Fried Chicken Pretzel Biscuits
Serves: Serves 4
For the biscuits:
  • 1 cup pretzels, ground to make ½ cup pretzel crumbs (fairly fine, sandy in texture)
  • 2 cups (300g) plain flour
  • 1½ tsp baking powder
  • pinch of baking soda
  • pinch of salt
  • 1 swtick + 5 tbsp (175g) cold butter, cubed
  • ¾ cup (185ml) buttermilk
For the chicken:
  • 4 skinless, boneless chicken thighs
  • 2 cups (500ml) buttermilk
  • 4 tsp salt
  • 3 cups (450g) plain flour
  • 2 tbsp dried thyme
  • 2 tsp smoked paprika
  • 1 tsp ground coriander
  • ½ tsp white pepper
  • Oil, for frying (I used Rice Bran Oil)
For the sauce:
  • ½ cup (125ml) maple syrup
  • 1 tbsp dijon mustard
  • Serve with pickles, hot sauce, and beer.
  1. Get started with the chicken - place the thighs into a bowl, and pour over the buttermilk and 2 tsp salt. Stir to combine, and then cover and leave to marinate for at least 30 minutes, or up to a couple hours.
  2. Preheat the oven to 200C and line a baking sheet with baking paper.
  3. Place the ground pretzels, flour, baking powder, baking soda and salt into a large bowl, and add the cubes of cold butter. Working quickly, cut the butter into the flour (with two knives or a pastry cutter) until you have a slightly sandy mixture, still with plenty of big chunks of butter. Alternatively, you can do this in a food processor, pulsing to get the right texture.
  4. Add the buttermilk all at once to mixture and stir with a wooden spoon, until the mixture looks shaggy, but is coming together.
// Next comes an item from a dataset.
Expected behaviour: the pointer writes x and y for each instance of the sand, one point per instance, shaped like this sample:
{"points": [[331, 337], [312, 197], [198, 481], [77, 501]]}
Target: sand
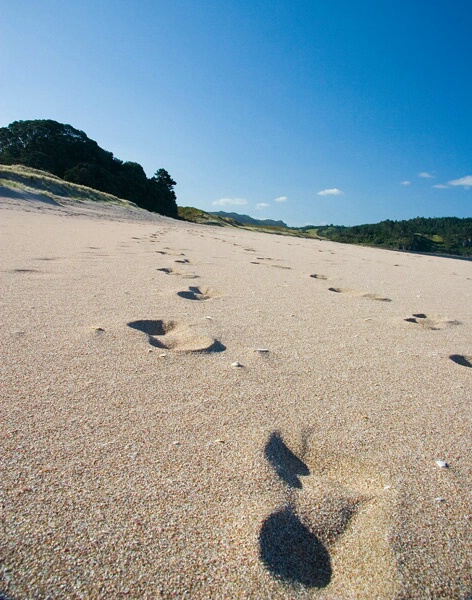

Dump out onto a floured surface, and knead and pat the dough together, just until it coalesces, and then pat out into a square, just over an inch (about 1.5 inch/3cm) thick.
  5. Cut the dough into four squares, and place onto the baking sheet. Brush with a little extra buttermilk, and press a whole pretzel into the top of each (optional). Bake for 15-20 minutes, or until dark golden brown and risen.
  6. To fry the chicken, fill a cast iron skillet just under half-full with oil, and place over a medium heat. You need to be careful, because the last thing you want is for the oil to overflow - if your skillet is small, maybe choose a dutch oven instead. Either way, you want about an inch (2cm) of oil.
  7. Stir the flour, herbs, spices and remaining salt together in a shallow dish. When the oil is hot enough that a little of the flour sizzles gently if you sprinkle it in, your're ready to fry. Take a piece of chicken, dredge it thickly in the flour and place into the oil. Repeat with a second piece and cook two at a time. Cook for about 5 minutes per side, or until deep golden brown and cooked through (you may want to cut one open to check, if you're not sure). Remove the chicken to a rack to drain and set.
  8. To serve, stir together the maple syrup and mustard. Split a biscuit, and place a piece of fried chicken on the bottom half. Pour over a little maple-mustard sauce, and top with the other biscuit half. Serve with pickles, hot sauce, and beer.